La grève des routiers a été annoncée longtemps à l'avance. Le patronat, les patrons routiers et les autres, se sont préparés à cet affrontement. Ils ont peaufiné un scénario où patrons, gouvernement et directions syndicales ont chacun leur rôle, avec un seul objectif final : faire subir aux chauffeurs routiers une lourde défaite.

Le dimanche, à quelques heures du démarrage de la grève, pendant que le principal syndicat patronal, l'UFT, quittait les négociations, l'UNOSTRA signait avec la CFDT et FO un préaccord bidon que le principal dirigeant de la CFDT n'hésitait pas à qualifier " d'historique ". Dans le même temps le ministre des transports, JC Gayssot, faisait parvenir aux routiers une lettre pour les inciter à ne pas se mettre en grève.

Si les routiers, à la base, n'avaient pas pressenti ces manœuvres et n'avaient pas, dans plusieurs régions, entamé la grève avant l'heure, celle-ci n'aurait pas eu lieu. Les directions syndicales étaient visiblement prêtes à la brader avant même qu'elle démarre.

La détermination des grévistes était évidente. D'emblée, au premier matin de la grève, le nombre de barrages était quatre fois plus élevé qu'au début de celle de 96.

Dès le lundi, le gouvernement a alterné les beaux discours et les coups contre les routiers. Le matin, il a envoyé les CRS déloger les grévistes aux postes frontières et le soir, Gayssot dialoguer avec eux à un barrage du Mans. Le mardi, pour continuer à souffler le chaud et le froid, la reprise des négociations a été annoncée, mais l'UFT a déclaré qu'elle négocierait le... mercredi. Les médias ont augmenté la pression sur les grévistes en se faisant largement l'écho des réactions des patrons routiers et des gouvernements européens, ou de celle de Chirac qui est intervenu lui-même pour y aller de son couplet sur la " libre circulation ".

La police a été mobilisée pour stationner aux points névralgiques et tourner autour des barrages.
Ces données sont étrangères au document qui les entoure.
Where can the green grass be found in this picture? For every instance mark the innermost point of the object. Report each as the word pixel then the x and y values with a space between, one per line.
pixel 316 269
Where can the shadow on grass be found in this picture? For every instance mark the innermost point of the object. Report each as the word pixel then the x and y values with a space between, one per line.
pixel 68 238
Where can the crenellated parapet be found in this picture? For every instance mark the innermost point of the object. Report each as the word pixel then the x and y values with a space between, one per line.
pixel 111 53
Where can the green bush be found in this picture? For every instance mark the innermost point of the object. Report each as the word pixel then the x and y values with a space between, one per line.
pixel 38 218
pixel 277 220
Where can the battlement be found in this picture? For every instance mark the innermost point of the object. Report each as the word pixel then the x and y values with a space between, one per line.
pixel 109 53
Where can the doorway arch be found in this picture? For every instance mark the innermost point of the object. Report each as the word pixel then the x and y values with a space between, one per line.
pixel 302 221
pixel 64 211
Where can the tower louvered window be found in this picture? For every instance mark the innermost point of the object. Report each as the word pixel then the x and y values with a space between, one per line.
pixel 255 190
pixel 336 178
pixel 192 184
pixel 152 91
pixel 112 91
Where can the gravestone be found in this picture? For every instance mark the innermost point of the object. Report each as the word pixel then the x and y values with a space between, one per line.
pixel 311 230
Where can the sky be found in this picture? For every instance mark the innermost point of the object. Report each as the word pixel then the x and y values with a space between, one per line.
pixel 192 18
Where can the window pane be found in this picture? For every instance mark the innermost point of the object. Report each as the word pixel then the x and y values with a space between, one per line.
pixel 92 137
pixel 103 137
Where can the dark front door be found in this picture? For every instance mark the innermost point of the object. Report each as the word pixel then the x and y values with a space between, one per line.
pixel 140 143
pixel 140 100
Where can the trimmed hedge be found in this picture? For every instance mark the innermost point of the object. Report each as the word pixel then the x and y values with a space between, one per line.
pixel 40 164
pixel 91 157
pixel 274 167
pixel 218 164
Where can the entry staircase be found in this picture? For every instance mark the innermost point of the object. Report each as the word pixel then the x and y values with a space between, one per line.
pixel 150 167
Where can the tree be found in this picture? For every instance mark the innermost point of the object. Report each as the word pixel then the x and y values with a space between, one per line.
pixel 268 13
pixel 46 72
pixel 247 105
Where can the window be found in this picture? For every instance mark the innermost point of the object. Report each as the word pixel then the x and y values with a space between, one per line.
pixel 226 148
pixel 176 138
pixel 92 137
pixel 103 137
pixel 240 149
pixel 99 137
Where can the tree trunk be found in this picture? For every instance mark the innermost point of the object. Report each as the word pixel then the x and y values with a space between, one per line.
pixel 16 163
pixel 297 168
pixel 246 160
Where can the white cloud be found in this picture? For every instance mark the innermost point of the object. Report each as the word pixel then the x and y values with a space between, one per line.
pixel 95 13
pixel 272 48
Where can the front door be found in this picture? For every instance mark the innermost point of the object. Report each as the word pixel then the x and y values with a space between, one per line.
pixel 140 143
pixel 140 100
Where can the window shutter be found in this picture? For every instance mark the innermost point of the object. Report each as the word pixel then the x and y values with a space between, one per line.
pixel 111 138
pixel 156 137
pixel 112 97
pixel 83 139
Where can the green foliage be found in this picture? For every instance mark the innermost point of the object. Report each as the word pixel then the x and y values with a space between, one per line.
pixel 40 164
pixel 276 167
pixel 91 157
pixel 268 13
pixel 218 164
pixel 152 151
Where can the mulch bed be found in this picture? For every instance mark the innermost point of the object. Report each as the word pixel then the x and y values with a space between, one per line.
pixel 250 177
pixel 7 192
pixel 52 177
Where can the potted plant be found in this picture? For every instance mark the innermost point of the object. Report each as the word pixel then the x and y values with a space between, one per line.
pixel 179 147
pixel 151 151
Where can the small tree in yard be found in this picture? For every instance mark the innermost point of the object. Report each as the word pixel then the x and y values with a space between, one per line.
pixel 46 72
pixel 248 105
Mais certainement pas pour empêcher les provocations à l'égard des grévistes. Dans le Nord un chauffard a foncé sur un barrage et a blessé gravement deux routiers. Dans la nuit de mardi à mercredi, un patron de Vitrolles a organisé un commando d'une vingtaine de nervis qui a attaqué, cagoulé et armé de battes de base-ball, un barrage et blessé sérieusement trois grévistes.

Pendant ce temps-là, Jospin a annoncé une loi pour la semaine prochaine. Il s'agirait de renforcer les contrôles pour faire appliquer la législation. Et il promet que le gouvernement veillera à l'application des accords qui seront signés. Comme si les routiers pouvaient se satisfaire de futurs contrôles - qui en plus retombent la plupart du temps sur eux - et de la promesse que Jospin sera ferme demain avec les patrons routiers quand, aujourd'hui, il est à leur disposition. Les directions syndicales ont annoncé qu'elles attendaient beaucoup des négociations qui s'ouvraient le mercredi matin et ont déclaré à l'unisson qu'il fallait vite arriver à un accord.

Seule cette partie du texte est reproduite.